In this podcast, and the accompanying PowerPoint (click here), you will learn about issues that came before the 2018 General Assembly including: Medicaid expansion and the proposed work requirement for able-bodied Medicaid recipients; the proposed hospital tax to help pay for Virginia’s share of the cost of expanding Medicaid; efforts to reform the redistricting process and end gerrymandering; bills to protect the integrity of our elections; measures to make the criminal-justice system fairer; and, locally, legislation affecting the City-County Revenue-Sharing Agreement and the relocation of the County’s courthouses. The program occurred on May 9, 2018 and was moderated by SSV board member Terry Cooper.

Senator Creigh Deeds (D) represents the 25th Senate District which includes the cities of Buena Vista, Charlottesville, Covington and Lexington, and the counties of Albemarle (part), Alleghany, Bath, Highland, Nelson and Rockbridge.
Delegate David Toscano (D) represents the 57th House of Delegates District which includes Charlottesville and part of Albemarle County.

Program Summary

The 2018 session was initially scheduled to adjourn on March 10, but due to the inability of the legislature to achieve agreement on a budget, the session was extended and reconvened on April 11. The session still had not concluded by the time of the SSV meeting on May 9 (the budget was not adopted until May 30!).

Delegate Toscano utilized a PowerPoint presentation to help convey the actions taken—and not taken—during the session to date. He began with an enumeration of some of the more whimsical bills that were passed: HB 459 – Designated Pseudotriton Ruber as the official state salamander; HB 239/SB 375 – Removed the prohibition on hunting raccoons on Sundays after 2:00 am.; HB 286 – Allows dogs “inside or on the premises of” a winery, brewery or distillery (other companion animals must still drink at home!)…and more.

On the more serious side, the following actions were also taken: HB 1558/SB 966: Utility Rate Reviews (The Dominion Bill); HB 1600: Limiting length of school suspensions to help address the school-to-prison “pipeline”; HB 1249/SB 565: Additions to DNA database sample collections: specific misdemeanors linked to later violent crimes; Felony larceny threshold increased to $500; SB 698 & SB 699: DEQ stop-work orders authorized to protect against adverse impacts on water quality due to land-disturbing pipeline construction activities.
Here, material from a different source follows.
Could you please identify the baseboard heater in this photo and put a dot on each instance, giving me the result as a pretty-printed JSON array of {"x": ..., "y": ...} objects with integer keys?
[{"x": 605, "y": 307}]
Failure to achieve agreement on a budget remained the most significant aspect of the session at the time of the SSV May 9 meeting. The primary point of contention was related to Medicaid expansion. House committee members, both Republicans and Democrats, insisted on expansion, but the Senate conferees were divided–Republican members would not agree to expand Medicaid.

House budget highlights include: Medicaid expansion: added health care access for 400,000 Virginians AND freed up state monies for education funding increases, education and economic opportunities in high-demand fields (such as cybersecurity) and raises for teachers/ school personnel, law enforcement, state mental health hospital nurses and staff.

Highlights of the Senate budget include: no Medicaid expansion; funding cuts to education, public safety, and more; funded some high-priority mental health initiatives, but others were cut; studies to evaluate safety of biosolid use funded; and the Rainy Day Fund allocation was twice that of the House budget.